Le altre proposte incidono, non c’è dubbio, dal punto di vista generale perché incentivano la discussione e portano avanti in qualche modo la rottura del tabù. Il tema non è più relegato in una nicchia. Dall’altra parte bisogna capire bene i criteri introdotti, però. Grillo, per esempio, sul termine reddito di cittadinanza mostra un po’ di superficialità. Non si può sostenere, come fa lui, che il reddito viene ritirato se uno non accetta il lavoro. Ci sono molti casi in cui il lavoro non arriva. I criteri vanno descritti e definiti nella loro complessità. Il rischio è di andare verso un reddito minimo di inserimento, perché il punto di vista da cui si parte è quello lavorista. Insomma c’è il rischio che l’obbligo ad accettare un lavoro porti verso un panorama di lavori a bassa qualifica. Il mondo del lavoro è cambiato e anche le condizioni sociali. Non parliamo delle condizioni individuali.
Infine, qual è il profilo della vostra proposta?
La legge innanzitutto intende affrontare un diritto basico ovvero che la di sotto di una certa soglia non bisogna stare.
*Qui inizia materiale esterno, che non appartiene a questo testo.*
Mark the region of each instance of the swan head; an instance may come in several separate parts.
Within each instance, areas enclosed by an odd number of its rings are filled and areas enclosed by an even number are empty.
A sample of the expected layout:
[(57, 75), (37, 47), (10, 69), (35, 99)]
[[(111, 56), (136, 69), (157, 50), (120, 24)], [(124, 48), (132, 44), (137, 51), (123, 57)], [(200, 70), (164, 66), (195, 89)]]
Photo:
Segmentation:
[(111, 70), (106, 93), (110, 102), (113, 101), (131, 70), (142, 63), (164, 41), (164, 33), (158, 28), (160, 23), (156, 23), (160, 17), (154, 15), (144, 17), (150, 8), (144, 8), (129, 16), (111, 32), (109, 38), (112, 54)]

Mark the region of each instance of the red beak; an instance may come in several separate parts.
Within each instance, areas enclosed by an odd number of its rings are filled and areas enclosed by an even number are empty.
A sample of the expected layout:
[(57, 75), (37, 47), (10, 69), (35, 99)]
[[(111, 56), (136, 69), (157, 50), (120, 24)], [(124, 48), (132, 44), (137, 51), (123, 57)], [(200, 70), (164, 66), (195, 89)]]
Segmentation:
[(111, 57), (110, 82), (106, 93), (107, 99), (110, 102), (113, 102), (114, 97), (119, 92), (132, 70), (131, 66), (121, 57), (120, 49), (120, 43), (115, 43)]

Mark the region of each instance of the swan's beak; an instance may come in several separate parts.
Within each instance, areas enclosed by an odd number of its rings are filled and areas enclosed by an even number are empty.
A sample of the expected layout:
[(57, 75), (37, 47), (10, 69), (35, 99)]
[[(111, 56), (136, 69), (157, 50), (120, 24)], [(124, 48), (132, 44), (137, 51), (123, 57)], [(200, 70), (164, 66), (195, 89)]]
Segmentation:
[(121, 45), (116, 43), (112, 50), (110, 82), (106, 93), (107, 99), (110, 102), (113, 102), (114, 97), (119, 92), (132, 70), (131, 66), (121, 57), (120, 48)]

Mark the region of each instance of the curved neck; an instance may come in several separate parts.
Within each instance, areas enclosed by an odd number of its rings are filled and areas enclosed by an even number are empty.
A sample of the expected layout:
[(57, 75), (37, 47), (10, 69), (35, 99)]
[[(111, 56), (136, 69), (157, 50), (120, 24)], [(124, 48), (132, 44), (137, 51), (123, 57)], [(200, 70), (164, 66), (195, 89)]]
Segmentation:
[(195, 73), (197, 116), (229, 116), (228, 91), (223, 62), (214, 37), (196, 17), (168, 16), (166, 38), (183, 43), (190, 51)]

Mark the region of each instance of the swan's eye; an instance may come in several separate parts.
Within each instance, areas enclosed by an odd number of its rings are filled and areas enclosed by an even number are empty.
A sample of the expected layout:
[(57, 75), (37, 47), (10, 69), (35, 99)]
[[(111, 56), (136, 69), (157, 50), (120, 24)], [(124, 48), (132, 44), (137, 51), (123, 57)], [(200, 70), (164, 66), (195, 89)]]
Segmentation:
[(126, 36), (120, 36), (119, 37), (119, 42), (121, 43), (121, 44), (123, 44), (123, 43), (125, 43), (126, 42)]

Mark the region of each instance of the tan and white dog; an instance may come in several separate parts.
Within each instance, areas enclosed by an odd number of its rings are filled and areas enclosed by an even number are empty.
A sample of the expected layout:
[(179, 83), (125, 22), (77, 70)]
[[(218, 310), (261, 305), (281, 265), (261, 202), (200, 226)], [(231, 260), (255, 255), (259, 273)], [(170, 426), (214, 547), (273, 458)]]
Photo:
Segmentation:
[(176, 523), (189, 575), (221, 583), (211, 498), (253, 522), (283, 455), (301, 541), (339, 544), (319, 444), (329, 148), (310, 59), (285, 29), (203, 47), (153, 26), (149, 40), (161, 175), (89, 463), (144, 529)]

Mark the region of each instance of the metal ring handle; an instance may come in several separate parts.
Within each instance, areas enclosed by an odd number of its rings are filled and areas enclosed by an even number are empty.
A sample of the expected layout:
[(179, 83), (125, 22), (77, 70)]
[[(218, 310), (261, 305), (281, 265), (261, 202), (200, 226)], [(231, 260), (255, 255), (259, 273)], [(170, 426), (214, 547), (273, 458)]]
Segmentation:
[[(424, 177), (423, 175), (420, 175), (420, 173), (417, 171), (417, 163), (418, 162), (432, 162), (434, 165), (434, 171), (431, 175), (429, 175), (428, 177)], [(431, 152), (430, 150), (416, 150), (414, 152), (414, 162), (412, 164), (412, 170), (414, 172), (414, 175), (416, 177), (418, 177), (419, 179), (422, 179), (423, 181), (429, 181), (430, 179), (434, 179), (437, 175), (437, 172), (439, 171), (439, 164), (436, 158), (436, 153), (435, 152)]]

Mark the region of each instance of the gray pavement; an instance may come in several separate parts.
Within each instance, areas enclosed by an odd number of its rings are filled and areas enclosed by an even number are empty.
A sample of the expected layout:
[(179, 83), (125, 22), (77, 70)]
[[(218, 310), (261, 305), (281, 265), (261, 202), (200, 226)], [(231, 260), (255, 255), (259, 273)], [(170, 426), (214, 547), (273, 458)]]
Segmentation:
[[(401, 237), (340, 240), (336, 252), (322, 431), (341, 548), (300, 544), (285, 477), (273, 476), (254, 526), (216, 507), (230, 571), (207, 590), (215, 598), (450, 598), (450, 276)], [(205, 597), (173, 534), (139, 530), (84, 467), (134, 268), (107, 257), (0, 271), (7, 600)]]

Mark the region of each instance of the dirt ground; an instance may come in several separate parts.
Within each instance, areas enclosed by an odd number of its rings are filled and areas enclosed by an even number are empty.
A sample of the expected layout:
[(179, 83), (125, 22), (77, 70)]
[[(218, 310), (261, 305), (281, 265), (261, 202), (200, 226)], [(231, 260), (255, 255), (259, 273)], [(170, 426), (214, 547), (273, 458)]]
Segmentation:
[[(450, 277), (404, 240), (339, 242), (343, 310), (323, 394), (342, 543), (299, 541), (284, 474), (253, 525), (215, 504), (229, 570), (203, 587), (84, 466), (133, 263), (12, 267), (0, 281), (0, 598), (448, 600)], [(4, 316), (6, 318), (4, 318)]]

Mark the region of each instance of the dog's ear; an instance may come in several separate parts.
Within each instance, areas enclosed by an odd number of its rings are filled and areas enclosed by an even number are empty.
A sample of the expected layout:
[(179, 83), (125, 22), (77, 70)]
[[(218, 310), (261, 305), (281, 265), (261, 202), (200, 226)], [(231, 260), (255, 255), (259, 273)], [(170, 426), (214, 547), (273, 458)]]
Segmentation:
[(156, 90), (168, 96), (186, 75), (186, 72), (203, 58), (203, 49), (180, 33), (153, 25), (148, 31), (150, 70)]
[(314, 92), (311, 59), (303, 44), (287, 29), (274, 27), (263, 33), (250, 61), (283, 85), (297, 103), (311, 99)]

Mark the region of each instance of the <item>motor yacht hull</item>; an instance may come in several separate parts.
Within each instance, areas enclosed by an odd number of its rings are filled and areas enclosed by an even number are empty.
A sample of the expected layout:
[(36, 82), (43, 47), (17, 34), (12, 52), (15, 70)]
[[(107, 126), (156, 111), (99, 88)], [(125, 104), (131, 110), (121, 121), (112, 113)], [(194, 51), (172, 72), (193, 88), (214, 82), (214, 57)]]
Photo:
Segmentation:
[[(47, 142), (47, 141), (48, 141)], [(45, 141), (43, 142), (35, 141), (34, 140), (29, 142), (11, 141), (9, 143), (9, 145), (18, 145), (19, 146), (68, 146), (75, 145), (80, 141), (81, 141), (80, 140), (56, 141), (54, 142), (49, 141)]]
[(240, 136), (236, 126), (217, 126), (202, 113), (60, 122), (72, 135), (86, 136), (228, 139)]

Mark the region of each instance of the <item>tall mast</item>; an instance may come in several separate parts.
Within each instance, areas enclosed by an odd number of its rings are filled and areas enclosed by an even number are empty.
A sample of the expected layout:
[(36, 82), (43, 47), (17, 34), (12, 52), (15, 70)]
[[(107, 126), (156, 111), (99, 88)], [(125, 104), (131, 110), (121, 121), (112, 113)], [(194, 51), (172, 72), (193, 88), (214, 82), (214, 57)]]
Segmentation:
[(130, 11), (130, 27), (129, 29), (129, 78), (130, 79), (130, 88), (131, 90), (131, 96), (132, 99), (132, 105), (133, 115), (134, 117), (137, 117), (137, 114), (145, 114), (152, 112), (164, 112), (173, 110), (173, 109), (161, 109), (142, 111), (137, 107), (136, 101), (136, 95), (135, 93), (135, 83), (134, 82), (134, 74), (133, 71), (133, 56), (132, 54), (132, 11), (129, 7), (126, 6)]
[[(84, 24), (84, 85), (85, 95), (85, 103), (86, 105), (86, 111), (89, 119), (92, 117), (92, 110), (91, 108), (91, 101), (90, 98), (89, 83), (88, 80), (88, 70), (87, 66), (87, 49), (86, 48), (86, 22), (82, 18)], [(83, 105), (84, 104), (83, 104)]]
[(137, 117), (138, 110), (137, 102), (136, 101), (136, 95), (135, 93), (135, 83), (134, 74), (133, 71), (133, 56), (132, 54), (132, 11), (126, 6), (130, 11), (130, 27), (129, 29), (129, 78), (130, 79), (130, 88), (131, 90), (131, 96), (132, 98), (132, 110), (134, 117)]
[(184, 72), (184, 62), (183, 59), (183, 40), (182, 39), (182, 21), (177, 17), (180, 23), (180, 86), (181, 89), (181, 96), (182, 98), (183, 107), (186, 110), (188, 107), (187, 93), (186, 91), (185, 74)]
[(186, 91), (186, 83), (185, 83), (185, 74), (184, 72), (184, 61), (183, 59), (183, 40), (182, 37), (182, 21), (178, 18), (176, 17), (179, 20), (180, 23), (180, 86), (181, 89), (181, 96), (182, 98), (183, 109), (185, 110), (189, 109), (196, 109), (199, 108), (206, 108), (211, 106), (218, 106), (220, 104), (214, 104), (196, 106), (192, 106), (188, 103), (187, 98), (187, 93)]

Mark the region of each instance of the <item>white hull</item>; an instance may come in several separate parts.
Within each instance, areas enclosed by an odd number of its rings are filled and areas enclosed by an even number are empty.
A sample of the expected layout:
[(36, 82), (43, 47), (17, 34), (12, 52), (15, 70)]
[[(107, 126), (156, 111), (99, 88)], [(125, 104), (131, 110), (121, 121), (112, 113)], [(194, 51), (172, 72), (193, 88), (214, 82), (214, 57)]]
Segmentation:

E questa soglia è di 600 euro mensili. Poi, ovviamente, questa soglia determina un’apertura ad altri diritti, tipo un tetto sulla testa e ad altre misure come in Europa i trasporti gratuiti e la cultura. Stiamo parlando quindi del cosiddetto reddito indiretto, ovvero una erogazione economica minimamente dignitosa. C’è poi la questione della congruità, ovvero il rifiuto del lavoro offerto se non è congruo con l’esperienza lavorativa passata. Vengono poi formulate delle deleghe al governo sul salario minimo orario, che trae spunto dal fatto che milioni di persone non stanno più nei contratti nazionali ed hanno ormai un confronto individuale con la controparte padronale. In questa delega al governo c’è anche l’idea dell’accorpamento delle misure di welfare per fare in modo da formare un plafond di diritti inespugnabile ed universale.